C++ Review Questions

Pages: 1... 4 567 8... 10

Yes, the implementation of long double varies quite a lot between different platforms/compilers. On Windows with Visual C++ it's identical to double.

Last edited on

jonnin (11497)

Older (talking VS 6.0 era maybe, its been a WHILE) VS had a way to access the then-hardware fpu 80 bit registers (I don't know that the FPU still works this way?) so you could get a little more precision at the risk of errors (the extra bits were used to help avoid rounding accumulation problems internally in the FPU).

All that is gone now, though.
You can research if your FPU has some bigger storage than 64 bit and if so, use assembly language to craft a hardware efficient long double of sorts. But catch 22, I think 64 bit VS also disables using assembly.

Last edited on

deleted account xyzzy (5768)

Yeah, a compiler's implementation of a C++ feature is a crucial datum point that is usually glossed over, presumed to be the same no matter what the OS and/or compiler.

One reason I'd opine why the C++ standard doesn't lock down the basic type storage requirements, saying only it will be at least this or that.

I do know with MinGW (Code::Blocks) a double and long double are different sizes.

Personal opinion, if the C++ standard doesn't have something I need Boost usually does. And I trust Boost to be nearly as stable as the C++ stdlib.

I have yet to need super-duper ultra precision with floating point numbers, but if I ever do need it I'll Boost it.

seeplus (6653)

But catch 22, I think 64 bit VS also disables using assembly.

It doesn't allow in-line assembly for 64-bit compiles.

You can have a 64-bit assembly source file added as part of the project which is then assembled and linked at link time into the .exe.

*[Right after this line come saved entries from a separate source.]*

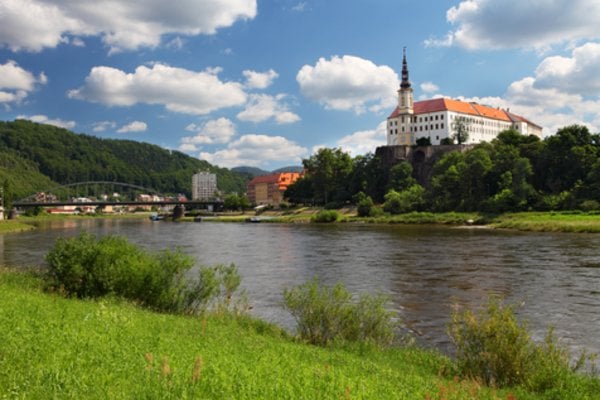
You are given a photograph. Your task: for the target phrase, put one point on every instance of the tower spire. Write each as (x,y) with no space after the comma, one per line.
(405,82)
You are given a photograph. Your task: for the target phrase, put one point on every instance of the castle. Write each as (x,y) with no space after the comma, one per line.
(437,119)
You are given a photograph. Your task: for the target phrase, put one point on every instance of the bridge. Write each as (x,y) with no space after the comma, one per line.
(79,195)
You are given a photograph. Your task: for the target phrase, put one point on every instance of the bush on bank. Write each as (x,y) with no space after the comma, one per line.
(84,266)
(325,216)
(494,347)
(328,314)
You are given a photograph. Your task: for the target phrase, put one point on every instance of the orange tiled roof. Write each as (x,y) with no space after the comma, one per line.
(283,179)
(463,107)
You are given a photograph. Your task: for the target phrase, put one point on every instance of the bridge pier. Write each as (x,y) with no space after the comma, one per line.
(178,211)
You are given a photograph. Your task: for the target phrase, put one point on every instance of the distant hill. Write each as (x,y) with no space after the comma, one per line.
(62,156)
(21,177)
(252,171)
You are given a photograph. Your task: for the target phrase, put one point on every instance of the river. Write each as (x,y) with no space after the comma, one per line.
(555,277)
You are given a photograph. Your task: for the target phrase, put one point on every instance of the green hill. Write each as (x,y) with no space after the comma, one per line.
(21,177)
(65,157)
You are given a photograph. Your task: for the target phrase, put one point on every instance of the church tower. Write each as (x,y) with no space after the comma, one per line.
(399,124)
(405,93)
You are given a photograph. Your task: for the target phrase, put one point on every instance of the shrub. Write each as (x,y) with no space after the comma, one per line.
(86,267)
(494,347)
(326,216)
(590,205)
(326,314)
(411,199)
(364,206)
(333,205)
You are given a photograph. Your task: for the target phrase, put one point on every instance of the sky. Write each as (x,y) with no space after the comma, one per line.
(266,83)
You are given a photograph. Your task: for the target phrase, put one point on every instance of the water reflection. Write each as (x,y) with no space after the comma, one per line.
(423,269)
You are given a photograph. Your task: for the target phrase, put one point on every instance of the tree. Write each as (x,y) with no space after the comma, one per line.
(477,165)
(460,129)
(401,176)
(411,199)
(567,158)
(364,205)
(328,171)
(446,191)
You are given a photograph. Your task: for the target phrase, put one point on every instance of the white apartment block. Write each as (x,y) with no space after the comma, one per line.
(204,186)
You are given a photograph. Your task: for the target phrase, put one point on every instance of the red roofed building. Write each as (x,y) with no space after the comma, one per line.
(269,189)
(436,119)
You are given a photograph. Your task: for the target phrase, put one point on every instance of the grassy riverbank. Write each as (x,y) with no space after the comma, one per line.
(54,347)
(565,221)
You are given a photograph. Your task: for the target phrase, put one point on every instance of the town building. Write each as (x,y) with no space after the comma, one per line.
(439,119)
(269,189)
(204,186)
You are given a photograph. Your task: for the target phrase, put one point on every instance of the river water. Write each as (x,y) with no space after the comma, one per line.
(424,270)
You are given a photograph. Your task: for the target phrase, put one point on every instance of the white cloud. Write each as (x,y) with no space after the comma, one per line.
(16,83)
(578,74)
(429,87)
(492,24)
(33,25)
(262,107)
(260,80)
(103,126)
(176,43)
(211,132)
(363,142)
(177,89)
(349,83)
(42,119)
(256,150)
(135,126)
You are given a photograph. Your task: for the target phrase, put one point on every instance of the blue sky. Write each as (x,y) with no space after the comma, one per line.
(266,83)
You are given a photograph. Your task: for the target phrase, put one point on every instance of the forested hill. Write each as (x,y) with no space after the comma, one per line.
(65,157)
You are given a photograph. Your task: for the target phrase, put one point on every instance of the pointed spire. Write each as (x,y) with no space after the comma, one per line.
(405,82)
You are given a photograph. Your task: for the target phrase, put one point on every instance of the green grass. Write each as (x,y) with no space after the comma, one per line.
(53,347)
(8,226)
(566,221)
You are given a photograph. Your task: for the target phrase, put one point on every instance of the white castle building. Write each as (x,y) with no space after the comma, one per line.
(204,186)
(437,119)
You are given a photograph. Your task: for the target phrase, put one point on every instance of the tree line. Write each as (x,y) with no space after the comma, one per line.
(54,155)
(514,172)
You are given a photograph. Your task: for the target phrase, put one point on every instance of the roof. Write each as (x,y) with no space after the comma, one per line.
(522,119)
(281,178)
(463,107)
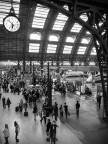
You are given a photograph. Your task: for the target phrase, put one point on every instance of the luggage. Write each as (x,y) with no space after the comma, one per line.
(25,113)
(47,139)
(17,109)
(17,140)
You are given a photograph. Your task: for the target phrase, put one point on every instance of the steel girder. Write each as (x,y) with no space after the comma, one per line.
(97,25)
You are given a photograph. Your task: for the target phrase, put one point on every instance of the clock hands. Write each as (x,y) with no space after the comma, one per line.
(11,23)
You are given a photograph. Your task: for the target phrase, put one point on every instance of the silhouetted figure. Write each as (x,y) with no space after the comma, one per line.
(77,108)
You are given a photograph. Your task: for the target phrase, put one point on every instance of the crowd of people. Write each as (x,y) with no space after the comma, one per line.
(30,99)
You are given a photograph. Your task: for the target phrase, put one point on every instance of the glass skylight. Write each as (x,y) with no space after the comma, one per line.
(53,38)
(60,22)
(70,39)
(85,40)
(40,16)
(92,63)
(84,17)
(66,63)
(67,49)
(35,36)
(76,28)
(76,63)
(5,7)
(93,51)
(87,32)
(51,48)
(66,7)
(81,50)
(34,47)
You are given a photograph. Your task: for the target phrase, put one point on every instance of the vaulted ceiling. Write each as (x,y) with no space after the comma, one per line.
(47,33)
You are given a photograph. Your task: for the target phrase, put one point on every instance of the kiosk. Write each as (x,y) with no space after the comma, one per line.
(100,101)
(78,87)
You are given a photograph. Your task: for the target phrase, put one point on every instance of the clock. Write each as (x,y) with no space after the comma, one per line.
(11,23)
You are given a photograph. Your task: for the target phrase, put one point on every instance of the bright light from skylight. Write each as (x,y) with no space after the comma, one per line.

https://docs.microsoft.com/en-us/cpp/assembler/masm/masm-for-x64-ml64-exe?view=msvc-170

With VS as 64 bit, both double and long double are 64 bit quantities.

Last edited on

CodeChaser (129)

Thanks guys, I have recovered from this realization & shock of not knowing this from my 1st book, and I have to be weary of floating point values. They are great for representing really small or large values, but the precision can be limiting & tricky, and that is just part of the territory. Fraction numbers are infinite & the float types can only display an extremely small portion of the reality, with sometimes junk values being inserted & causing values to go astray.

Be vigilant when using arithmetic operators on:
A) The combination of very small AND very large numbers.
B) When subtracting numbers that are nearly equal to one another (Catastrophic Cancellation)
C) Careful of floats in general that pass a certain precision threshold.

Beginning C++20 p45

Table 2-5. Floating-Point Type Ranges (FOR Intel processors)
Type_________ Precision (Decimal Digits)_______Range (+ or –)
float__________7_________________________±1.18 × 10-38 to ±3.4 × 1038
double _______ 15 (nearly 16)_______________±2.22 × 10-308 to ±1.8 × 10308
long double____18-19______________________±3.65 × 10-4932 to ±1.18 × 104932

The numbers of digits of precision in Table 2-5 are approximate. Zero can be represented exactly with each type, but values between zero and the lower limit in the positive or negative range can’t be represented, so the lower limits are the smallest possible nonzero values.

I think my 2nd book that I am reading now was trying to tell me that here too, but not as clearly in this section. I think it means what you guys have already echoed, that the lower fraction limits (pos/neg range) just cannot be display correctly & with a high degree of precision. I guess you have to take this on a case-by-case basis & underline the table as APPROXIMATE.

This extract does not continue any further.